A Google Image search for "cute squid" returns, amidst the cartoons and handmade objects, numerous photographs of real animals:

- 1 baby octopus (cute, but not a squid)
- 1 dumbo octopus (cute, and it does have fins, which one usually associates with squid, but dumbos actually belong to a whole group of midwater octopuses that do have fins--so, still not a squid)
- 2 reef squid (the fin undulating along the entire length of their bodies would usually tag them as cuttlefish, but I think these are actually in the squid genus Sepioidea, the "cuttlefish mimics")
- 2 piglet squid (squee! nuff said.)

And finally, the winner in two categories: first search hit and most first-page mentions (4):

THE BOBTAIL SQUID



But . . . does it count? Is it really a squid? Taxonomically speaking, it is a sepiolid.

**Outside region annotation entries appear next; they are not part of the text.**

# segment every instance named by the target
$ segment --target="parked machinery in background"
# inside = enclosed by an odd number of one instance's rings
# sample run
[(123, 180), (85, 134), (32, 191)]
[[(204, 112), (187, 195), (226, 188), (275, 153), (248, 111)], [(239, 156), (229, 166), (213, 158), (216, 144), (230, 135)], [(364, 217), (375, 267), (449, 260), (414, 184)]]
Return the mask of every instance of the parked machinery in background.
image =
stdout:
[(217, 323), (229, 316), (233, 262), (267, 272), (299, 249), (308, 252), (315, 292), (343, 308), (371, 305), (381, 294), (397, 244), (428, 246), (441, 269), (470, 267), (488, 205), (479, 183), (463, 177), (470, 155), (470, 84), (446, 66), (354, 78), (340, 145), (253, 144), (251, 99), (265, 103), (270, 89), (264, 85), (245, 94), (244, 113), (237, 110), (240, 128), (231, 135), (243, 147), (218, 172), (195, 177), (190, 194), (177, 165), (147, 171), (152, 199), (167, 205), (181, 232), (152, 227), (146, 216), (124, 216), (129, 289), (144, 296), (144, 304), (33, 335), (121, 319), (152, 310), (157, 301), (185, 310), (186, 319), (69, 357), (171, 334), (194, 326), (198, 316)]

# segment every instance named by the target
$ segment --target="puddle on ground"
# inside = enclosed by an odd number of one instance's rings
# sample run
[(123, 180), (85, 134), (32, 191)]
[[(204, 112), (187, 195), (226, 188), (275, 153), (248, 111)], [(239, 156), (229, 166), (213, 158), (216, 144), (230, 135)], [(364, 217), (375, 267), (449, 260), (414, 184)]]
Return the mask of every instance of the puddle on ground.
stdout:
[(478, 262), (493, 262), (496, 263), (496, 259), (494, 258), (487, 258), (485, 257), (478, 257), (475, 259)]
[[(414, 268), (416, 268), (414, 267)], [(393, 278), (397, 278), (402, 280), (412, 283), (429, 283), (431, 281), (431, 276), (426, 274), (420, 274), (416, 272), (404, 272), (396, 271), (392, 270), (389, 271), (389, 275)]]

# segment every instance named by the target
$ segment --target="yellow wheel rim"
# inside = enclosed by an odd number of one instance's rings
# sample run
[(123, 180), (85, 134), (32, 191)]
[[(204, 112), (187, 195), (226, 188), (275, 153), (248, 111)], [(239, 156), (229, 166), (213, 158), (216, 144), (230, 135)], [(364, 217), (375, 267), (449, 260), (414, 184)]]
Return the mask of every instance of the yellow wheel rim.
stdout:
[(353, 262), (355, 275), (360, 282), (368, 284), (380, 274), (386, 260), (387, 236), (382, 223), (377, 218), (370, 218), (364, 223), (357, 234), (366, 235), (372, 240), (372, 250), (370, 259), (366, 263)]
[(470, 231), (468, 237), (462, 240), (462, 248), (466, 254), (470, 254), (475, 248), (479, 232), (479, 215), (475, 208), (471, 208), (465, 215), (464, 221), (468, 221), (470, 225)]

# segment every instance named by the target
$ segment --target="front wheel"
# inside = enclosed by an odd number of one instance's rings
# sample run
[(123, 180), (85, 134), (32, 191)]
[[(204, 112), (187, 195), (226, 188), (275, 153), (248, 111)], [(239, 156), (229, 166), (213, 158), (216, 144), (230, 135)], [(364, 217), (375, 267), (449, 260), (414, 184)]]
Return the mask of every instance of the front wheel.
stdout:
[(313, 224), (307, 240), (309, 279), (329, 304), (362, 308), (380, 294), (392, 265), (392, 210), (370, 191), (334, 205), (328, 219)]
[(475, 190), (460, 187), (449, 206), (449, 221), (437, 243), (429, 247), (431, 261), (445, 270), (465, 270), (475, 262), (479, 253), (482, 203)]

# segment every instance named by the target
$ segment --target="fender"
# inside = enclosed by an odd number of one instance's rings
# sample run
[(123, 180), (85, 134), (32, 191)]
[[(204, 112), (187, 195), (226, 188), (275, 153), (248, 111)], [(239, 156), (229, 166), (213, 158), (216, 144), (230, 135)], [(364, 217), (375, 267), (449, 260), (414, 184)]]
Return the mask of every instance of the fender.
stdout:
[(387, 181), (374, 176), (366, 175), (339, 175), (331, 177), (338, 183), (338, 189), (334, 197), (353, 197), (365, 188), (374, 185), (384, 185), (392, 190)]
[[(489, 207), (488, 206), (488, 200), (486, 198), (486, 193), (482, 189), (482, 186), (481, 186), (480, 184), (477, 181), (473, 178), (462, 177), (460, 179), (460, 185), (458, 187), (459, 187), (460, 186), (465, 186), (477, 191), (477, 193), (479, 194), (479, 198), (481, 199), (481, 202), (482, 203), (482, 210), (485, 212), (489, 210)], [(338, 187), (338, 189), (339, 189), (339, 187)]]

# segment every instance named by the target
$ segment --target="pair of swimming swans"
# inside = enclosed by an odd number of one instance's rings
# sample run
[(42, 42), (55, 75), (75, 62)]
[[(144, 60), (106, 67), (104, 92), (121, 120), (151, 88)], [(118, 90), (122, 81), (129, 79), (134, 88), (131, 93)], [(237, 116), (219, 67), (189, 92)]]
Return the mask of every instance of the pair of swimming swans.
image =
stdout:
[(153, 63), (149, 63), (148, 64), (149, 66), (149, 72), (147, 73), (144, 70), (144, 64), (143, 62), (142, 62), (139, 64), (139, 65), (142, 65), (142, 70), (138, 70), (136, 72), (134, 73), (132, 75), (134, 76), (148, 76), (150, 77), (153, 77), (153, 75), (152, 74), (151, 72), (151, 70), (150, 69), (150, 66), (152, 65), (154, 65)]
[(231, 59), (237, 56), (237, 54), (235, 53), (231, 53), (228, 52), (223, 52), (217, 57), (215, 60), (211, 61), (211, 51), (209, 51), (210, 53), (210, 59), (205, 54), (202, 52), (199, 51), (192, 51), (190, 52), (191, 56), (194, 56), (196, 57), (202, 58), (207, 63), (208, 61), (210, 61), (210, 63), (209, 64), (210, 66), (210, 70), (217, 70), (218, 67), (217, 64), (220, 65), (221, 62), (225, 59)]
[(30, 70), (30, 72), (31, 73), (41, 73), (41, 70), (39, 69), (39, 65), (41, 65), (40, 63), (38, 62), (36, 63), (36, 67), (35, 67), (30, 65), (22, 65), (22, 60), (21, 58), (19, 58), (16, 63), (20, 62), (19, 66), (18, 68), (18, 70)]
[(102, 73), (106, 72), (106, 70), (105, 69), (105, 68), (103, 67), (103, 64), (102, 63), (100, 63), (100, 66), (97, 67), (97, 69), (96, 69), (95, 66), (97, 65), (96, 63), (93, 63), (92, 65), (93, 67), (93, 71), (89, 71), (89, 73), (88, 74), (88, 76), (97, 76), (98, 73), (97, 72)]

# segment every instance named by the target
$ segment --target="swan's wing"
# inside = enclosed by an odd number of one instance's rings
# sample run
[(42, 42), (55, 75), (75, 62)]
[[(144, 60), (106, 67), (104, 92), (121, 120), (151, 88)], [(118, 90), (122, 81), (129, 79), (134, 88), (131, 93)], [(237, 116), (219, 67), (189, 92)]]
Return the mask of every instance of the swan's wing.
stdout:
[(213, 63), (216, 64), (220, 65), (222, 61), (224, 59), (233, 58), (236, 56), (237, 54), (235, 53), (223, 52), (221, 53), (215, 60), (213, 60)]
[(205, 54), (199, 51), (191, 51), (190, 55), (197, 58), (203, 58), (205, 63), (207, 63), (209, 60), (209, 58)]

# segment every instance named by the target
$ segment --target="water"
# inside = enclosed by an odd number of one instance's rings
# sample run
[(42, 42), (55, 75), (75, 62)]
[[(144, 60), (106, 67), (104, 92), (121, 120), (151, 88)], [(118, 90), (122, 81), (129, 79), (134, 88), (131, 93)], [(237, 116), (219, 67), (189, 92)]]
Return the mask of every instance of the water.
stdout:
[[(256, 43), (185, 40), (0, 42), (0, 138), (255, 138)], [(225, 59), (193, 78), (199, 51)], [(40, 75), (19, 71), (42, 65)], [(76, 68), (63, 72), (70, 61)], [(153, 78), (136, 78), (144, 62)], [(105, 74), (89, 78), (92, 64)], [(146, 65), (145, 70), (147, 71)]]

Sepiolida is an Order within the Class Cephalopoda, on the same footing as Orders Teuthida (squid) and Sepiida (cuttlefish). Evolutionarily speaking, sepiolids are thought to be much more closely related to cuttlefish than to squid.

Colloquially speaking, sepiolids are known as bobtail squid, stubby squid, or dumpling squid. (!!) The word "squid" is in all of their common names. So . . . is a sepiolid the world's cutest squid?

I think we all have to answer this question for ourselves.